Is that a compiler option or a linker option? I used it in both places, but still get the same error.

On Tue, Oct 12, 2021 at 4:00 PM Nagakamira <nagakamira@gmail.com> wrote:
--rtlib=compiler-rt

On Tue, Oct 12, 2021, 7:58 AM Matt Andrews <mattandrews@gmail.com> wrote:
> -fuse-ld=lld

I actually used

    -fuse-ld=ld.lld

That did the trick, but has unlocked another error

    ld.lld: error: unable to find library -lgcc
    ld.lld: error: unable to find library -lgcc_eh

I thought musl compiles with it's own headers?

On Tue, Oct 12, 2021 at 3:54 PM Nagakamira <nagakamira@gmail.com> wrote:
-fuse-ld=lld

On Tue, Oct 12, 2021, 3:26 AM Jeffrey Walton <noloader@gmail.com> wrote:
On Mon, Oct 11, 2021 at 7:55 PM Matt Andrews <mattandrews@gmail.com> wrote:
>
> >> How do I specify which linker to use?
> >
> >LD. Also see https://www.gnu.org/software/make/manual/html_node/Implicit-Variables.html.
>
> Looking at the ./configure for musl (which is not based on autoconf according to the docs), there is no mention of LD. Setting LD for ./configure and/or the call to make still results in the error.
>
> Who calls the linker?
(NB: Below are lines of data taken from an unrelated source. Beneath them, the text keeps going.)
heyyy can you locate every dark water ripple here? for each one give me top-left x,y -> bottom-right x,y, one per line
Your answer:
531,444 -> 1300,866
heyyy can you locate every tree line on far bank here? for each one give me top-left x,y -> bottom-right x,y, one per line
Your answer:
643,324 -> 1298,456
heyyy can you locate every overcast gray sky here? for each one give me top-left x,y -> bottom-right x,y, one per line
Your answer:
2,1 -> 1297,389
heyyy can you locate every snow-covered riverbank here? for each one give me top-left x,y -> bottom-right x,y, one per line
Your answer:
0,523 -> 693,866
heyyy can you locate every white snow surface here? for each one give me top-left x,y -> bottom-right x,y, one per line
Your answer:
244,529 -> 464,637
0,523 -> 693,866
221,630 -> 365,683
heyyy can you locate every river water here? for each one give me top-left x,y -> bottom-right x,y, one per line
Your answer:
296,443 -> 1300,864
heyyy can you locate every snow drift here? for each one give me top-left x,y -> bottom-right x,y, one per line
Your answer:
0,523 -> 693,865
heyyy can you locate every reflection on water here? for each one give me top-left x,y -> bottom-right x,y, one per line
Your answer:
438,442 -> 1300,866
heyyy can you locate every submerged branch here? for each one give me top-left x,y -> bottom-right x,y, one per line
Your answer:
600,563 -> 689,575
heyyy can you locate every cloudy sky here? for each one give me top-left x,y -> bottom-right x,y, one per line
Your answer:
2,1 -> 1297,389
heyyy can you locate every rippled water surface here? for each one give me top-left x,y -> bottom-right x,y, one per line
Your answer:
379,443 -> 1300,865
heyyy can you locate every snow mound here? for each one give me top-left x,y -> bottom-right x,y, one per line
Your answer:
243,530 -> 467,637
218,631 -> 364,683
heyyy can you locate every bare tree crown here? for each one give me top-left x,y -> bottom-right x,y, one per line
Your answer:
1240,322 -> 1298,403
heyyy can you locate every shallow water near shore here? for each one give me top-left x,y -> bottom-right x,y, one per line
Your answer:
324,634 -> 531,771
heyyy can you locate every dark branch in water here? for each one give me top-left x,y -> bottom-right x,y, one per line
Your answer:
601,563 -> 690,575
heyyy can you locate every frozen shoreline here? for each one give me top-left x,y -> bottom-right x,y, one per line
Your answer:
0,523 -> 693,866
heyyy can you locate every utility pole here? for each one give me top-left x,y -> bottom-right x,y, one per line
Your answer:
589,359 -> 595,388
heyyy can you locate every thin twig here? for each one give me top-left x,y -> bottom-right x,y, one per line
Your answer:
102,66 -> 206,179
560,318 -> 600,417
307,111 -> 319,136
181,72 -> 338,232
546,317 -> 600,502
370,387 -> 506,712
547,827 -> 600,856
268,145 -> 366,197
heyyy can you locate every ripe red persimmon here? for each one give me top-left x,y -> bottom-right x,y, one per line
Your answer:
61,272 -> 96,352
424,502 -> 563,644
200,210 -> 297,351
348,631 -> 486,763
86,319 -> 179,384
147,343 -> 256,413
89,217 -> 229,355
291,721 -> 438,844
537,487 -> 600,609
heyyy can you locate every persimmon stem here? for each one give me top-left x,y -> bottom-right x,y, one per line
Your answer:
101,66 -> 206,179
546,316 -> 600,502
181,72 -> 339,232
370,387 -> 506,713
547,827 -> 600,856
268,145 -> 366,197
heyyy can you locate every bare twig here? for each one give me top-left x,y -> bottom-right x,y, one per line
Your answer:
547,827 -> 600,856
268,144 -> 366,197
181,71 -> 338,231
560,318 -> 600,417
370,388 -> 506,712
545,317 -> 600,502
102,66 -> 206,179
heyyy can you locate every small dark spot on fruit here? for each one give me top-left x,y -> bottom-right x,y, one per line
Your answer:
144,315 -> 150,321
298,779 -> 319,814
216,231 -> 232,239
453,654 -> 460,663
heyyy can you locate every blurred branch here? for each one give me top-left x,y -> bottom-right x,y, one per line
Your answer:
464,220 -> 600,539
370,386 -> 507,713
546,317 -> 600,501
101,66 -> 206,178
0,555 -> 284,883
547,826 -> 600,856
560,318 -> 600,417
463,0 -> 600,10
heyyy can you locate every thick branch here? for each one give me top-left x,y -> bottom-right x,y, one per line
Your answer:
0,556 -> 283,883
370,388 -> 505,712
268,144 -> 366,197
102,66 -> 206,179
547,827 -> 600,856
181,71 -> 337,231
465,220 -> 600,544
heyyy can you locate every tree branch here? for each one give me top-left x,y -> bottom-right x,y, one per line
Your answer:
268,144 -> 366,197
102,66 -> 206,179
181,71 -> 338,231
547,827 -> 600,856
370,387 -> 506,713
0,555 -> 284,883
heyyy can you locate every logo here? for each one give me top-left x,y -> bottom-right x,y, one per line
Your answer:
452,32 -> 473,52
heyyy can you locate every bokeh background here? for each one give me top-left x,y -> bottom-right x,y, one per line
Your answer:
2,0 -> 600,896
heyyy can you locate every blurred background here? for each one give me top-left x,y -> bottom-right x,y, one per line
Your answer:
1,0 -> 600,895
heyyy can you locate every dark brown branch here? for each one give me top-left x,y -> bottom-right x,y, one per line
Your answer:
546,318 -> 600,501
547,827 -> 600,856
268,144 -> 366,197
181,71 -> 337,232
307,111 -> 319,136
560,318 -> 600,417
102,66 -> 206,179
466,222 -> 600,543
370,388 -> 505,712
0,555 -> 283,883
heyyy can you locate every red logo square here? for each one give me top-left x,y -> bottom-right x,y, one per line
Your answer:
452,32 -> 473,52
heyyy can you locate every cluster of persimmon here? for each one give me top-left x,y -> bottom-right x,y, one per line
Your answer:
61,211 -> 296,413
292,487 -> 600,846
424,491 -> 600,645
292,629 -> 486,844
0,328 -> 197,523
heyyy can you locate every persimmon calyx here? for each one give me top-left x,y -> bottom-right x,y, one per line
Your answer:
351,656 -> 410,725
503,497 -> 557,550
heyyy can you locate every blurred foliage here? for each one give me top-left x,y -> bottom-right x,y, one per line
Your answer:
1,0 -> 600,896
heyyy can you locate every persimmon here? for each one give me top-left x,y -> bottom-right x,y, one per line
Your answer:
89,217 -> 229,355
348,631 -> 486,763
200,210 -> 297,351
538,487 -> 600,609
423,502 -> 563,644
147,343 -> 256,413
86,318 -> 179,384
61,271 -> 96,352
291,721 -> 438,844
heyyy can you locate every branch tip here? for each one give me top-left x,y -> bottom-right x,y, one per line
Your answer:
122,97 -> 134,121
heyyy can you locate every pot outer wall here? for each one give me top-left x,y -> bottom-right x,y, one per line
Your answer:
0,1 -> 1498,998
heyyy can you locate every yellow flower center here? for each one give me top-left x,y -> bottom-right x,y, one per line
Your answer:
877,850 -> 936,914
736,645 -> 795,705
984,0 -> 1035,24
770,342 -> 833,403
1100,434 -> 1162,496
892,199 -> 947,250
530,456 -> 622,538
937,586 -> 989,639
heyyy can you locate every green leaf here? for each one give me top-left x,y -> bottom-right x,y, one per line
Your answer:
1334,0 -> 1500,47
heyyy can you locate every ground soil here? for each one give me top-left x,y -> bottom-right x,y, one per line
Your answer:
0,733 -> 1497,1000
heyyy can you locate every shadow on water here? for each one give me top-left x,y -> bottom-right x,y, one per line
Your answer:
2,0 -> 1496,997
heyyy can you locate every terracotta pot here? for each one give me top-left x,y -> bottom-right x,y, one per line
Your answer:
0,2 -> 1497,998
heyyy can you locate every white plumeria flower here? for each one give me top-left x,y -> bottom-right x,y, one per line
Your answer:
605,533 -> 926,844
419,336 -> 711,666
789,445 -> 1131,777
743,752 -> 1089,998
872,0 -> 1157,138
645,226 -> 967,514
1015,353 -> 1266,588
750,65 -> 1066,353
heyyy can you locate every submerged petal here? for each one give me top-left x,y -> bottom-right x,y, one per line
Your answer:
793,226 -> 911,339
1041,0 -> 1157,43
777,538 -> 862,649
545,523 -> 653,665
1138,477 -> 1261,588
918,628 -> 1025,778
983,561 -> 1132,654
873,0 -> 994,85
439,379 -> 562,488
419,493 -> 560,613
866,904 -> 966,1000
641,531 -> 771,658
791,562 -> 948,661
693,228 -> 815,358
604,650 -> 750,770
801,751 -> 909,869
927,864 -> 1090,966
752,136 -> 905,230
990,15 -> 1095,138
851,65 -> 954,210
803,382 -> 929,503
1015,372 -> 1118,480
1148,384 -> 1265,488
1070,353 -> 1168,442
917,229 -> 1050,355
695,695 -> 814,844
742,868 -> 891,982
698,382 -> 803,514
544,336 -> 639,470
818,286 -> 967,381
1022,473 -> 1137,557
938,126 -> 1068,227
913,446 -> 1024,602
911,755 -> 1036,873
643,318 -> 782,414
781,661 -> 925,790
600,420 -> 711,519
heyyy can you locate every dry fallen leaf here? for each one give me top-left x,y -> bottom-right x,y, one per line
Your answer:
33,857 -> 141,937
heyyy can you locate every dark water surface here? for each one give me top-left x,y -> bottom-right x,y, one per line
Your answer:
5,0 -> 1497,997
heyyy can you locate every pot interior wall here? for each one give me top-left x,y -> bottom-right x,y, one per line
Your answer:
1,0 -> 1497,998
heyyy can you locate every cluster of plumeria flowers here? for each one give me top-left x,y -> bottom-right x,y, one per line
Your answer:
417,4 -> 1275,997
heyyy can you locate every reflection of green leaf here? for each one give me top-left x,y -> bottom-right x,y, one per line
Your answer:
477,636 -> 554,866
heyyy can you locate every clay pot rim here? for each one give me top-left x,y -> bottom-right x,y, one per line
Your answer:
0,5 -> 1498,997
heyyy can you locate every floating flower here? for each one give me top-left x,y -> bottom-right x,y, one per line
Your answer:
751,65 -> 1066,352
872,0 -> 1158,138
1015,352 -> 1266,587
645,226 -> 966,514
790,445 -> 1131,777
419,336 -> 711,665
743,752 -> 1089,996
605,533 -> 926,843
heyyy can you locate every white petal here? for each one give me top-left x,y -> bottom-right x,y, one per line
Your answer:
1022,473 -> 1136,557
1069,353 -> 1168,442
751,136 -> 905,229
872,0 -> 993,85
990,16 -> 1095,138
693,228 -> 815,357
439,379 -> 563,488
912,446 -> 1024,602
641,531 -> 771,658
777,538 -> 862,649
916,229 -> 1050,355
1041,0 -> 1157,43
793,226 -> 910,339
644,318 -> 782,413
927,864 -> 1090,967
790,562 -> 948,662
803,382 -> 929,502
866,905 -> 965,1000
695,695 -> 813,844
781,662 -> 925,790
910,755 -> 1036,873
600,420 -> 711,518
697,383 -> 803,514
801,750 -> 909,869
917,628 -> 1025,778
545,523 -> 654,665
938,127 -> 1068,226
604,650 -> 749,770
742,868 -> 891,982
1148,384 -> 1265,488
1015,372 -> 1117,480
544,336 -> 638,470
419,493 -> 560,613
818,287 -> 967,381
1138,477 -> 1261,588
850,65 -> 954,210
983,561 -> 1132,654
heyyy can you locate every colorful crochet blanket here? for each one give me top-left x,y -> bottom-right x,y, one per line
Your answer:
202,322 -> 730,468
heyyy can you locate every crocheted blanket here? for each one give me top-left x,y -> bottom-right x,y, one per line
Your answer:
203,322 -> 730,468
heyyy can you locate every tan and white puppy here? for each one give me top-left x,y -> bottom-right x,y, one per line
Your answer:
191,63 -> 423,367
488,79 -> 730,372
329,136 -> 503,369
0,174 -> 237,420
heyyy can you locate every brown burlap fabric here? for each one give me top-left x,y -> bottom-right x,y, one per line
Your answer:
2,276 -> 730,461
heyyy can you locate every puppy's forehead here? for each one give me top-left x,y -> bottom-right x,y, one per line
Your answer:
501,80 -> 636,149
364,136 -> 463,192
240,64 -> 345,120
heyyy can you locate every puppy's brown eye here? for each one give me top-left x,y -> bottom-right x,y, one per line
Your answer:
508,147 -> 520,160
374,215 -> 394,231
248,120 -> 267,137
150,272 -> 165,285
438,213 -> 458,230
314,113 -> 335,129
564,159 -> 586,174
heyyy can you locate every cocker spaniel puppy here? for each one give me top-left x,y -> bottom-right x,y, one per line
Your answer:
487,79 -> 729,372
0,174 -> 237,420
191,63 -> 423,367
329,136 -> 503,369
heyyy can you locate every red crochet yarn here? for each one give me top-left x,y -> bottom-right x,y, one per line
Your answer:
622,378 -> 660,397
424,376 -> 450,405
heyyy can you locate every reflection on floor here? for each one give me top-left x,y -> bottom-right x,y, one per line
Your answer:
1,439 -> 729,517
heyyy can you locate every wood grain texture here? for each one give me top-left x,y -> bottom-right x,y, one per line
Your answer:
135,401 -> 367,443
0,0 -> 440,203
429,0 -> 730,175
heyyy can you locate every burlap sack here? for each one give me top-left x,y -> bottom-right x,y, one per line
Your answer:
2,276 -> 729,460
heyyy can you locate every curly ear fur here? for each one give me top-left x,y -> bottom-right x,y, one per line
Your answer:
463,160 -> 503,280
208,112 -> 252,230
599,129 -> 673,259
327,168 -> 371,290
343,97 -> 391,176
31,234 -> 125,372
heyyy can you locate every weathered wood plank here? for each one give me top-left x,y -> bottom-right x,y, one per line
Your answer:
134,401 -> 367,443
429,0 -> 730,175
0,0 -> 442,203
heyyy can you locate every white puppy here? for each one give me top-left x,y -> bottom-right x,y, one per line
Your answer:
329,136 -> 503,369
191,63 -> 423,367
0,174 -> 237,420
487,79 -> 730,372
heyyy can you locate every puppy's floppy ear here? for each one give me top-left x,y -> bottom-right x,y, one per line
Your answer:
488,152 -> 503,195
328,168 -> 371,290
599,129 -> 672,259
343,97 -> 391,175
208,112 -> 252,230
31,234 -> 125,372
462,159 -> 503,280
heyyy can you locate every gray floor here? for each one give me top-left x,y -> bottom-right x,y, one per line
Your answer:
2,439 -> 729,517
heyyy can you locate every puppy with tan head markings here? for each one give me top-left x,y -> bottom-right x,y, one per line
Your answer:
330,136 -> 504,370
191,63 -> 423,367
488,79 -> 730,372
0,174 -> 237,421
The compiler or make? Shouldn't clang know where it's linker is? How to tell clang which linker to use?

You can have the compiler driver call the linker for you by specifying
-o with an output file name. In that case, $CC or $CXX will drive the
link. And in this case, your LDFLAGS should prefix options with -Wl to
tell the compiler driver the option is for the linker.